I get that you’re going for different perspectives, but as “What is emotion” characters go?" he’s (at least in my opinion for the record, and I realize you can choose gender I’m just using “He” and all other connotations for argument’s sake) too emotionless. Perhaps something could be established to show how he is different?
Like for example pinning a trained soldier in such a way that it contradicts what he’s capable of.
He sneaks up on the character you initially control in such a way that it surprises said character for not being able to sense his presence.
Don’t have a third sorry.
Next, this again my opinion… but I feel as though the opening where your already kicking down doors could have been done better. You don’t really learn why these soldiers are there until someone mentions pirates. It makes it look as though you expect the readers to already know who they’re dealing with. If you wish to be simple perhaps summarize the fact that this is a raid on a pirate base right of the bat. Or if you feel like taking the time write a short briefing scene as to what’s about to go down.
The transition between scenes feels a bit rushed.
There’s also the typical grammar issues, however this game does have me intrigued both plot and by showing the perspectives of other characters
I agree with you on those points, but for the others I agree with
Don’t underestimate what the MC is physically capable of. For as far as I’m aware of there’s not a single individual in this world who would be able to beat him/her in a fair fight, not to mention in a non fair fight. Killing someone is something the MC would do with ease, but only when ordered to.
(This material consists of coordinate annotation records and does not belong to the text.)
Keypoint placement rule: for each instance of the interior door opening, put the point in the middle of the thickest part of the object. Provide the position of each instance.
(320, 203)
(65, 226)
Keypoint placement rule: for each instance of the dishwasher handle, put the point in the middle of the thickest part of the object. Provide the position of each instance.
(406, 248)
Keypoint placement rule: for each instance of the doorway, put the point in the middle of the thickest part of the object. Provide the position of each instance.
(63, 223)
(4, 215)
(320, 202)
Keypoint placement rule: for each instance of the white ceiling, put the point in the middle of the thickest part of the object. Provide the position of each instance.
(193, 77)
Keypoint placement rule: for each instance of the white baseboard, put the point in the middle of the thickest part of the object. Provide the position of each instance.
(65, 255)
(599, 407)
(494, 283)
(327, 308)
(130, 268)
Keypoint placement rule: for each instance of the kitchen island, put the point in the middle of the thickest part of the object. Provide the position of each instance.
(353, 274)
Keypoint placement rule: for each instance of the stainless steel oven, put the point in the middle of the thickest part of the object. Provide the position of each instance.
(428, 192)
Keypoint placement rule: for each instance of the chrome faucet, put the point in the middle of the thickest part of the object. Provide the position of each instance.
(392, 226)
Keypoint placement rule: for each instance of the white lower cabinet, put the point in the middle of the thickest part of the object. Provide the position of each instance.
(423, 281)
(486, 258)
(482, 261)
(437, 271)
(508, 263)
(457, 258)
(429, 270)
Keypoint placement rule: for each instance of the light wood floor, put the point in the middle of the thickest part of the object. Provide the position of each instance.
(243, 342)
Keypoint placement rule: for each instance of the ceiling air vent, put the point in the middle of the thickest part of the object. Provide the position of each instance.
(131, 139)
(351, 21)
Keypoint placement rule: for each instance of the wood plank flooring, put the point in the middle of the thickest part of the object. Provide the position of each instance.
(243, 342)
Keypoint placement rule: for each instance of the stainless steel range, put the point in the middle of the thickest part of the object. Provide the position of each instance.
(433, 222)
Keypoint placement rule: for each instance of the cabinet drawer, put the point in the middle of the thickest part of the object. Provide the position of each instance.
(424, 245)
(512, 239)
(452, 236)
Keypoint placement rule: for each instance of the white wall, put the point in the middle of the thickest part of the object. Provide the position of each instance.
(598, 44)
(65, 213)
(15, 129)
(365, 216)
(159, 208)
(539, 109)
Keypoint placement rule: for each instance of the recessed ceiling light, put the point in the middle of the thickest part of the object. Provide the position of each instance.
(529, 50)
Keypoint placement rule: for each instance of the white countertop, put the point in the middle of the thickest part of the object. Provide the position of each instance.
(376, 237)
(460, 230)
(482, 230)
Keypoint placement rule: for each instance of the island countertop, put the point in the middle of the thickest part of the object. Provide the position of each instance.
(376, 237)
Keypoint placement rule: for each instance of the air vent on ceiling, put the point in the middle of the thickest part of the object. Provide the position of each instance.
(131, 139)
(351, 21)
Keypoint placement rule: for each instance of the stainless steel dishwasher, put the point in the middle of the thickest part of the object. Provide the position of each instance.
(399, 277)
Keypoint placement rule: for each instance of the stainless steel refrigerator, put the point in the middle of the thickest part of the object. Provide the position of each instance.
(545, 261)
Just realized that the last is probably a major spoiler
Ehm… See chapter 3 (which isn’t done at this time)
These are all some really nice suggestions, but neither of them seems to ehm… grasp the soul of the game? Don’t really know how to put it. Maybe some added content will get the inspiration flowing again It’ll still take a few more days though. Oh, and I might throw in chapter 3 as an added bonus. Maybe.
I won’t object if you feel like tossing us a bonus. Not much any way…
Yeah, I don’t really know the story yet, so any names are of course shots in the dark (empty void of space). But, they say, in space no one can hear your ice cream or something. No, never made sense to me either…
Update: Impossible deadlines really work, so chapter 2 is now added.
Let’s hope the link still works.
I didn’t have time to run through everything manually, so there are probably still huge chunks of text floating around there. If you see one please make a screen-shot and post it here. It’ll make finding it in the code a lot easier. (chapter 2 ended up being almost 9 k words, so it’s a bit difficult finding stuff)
Still have to fix some stuff in chapter 1. Oh, and this far only doc’s got a last name.
Chapter 3 should be a lot less work, so I hope to have that up tomorrow.